Available on: Ninja Tune LP

After an excellent mixtape for Andrew Meza’s BTS Radio series, two 12” for Alexander Nut’s Ho_Tep imprint and one EP for Ninja Tune, Wolverhampton duo Letherette’s sound has reached its slickest, most immediately rousing point with their debut LP, Letherette. Their spit-shine production style holds Daft Punk in high regard but after listening to Letherette in full, it feels as if they have hesitated in embracing the ‘no holds barred’ attitude that befits their more house-influenced work – both to their benefit and detriment. At its core it remains loyal to the boom-bap continuum of Dilla and Madlib’s legacies that made their EPs so rich and intriguing, but its sidesteps into the neon glare of French neo-disco house (think mid-2000s Institubes and Ed Banger) leave the album’s overall sentiment feeling a bit misguided; perhaps too willing to please many rather than delight a few.

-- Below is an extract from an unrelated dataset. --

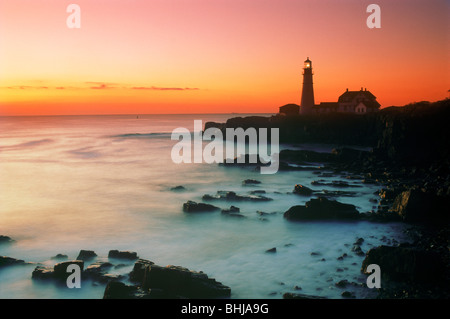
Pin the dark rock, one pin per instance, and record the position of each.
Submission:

‘After Dawn’, first single ‘D&T’ and ‘Restless’ introduce the album as learned studies in the legacy of Bangalter and de Homem-Christo, and are satisfying to the point of gluttony. Shimmering synths stream beneath fuzzy rumbles of percussion that sharpen and fade at rapid rhythmical intervals, all punctuated by snaps of falsetto-pitched vocals that gather and drip onto layers of prog guitar, fondly recalling electro’s affection for sampling ’70s radio rock classics. This “crank it and they will come” mindset is at its shiniest on ‘Warstones’, filling every inch of space with blinding light, but ultimately coming across as a bit sickly at points.

Elsewhere on the LP, it – mercifully – becomes clear that Letherette know how to balance themselves out. ‘I Always Wanted You Back’ testifies to the power of a string section in ways that hark to Madlib’s Beat Konducta series, ‘Cold Calm’ vibrates with chilly reverence to the Dilla legacy as skittish soul vocal samples, funk basslines and echoing rumbles of dub are truncated to keen, disciplined effect, and ‘Boosted’ is a confident cross-pollination of luscious, meditative hip-hop loops and searching jazz piano interludes. Ultimately, the album’s electro-house elements feel like comparative cheap thrills placed amongst the wealth of knowledge and craftsmanship elsewhere on the EP, which both fondly recalls Letherette’s BTS mixtape and vouches for the progression and confidence of the duo going forward.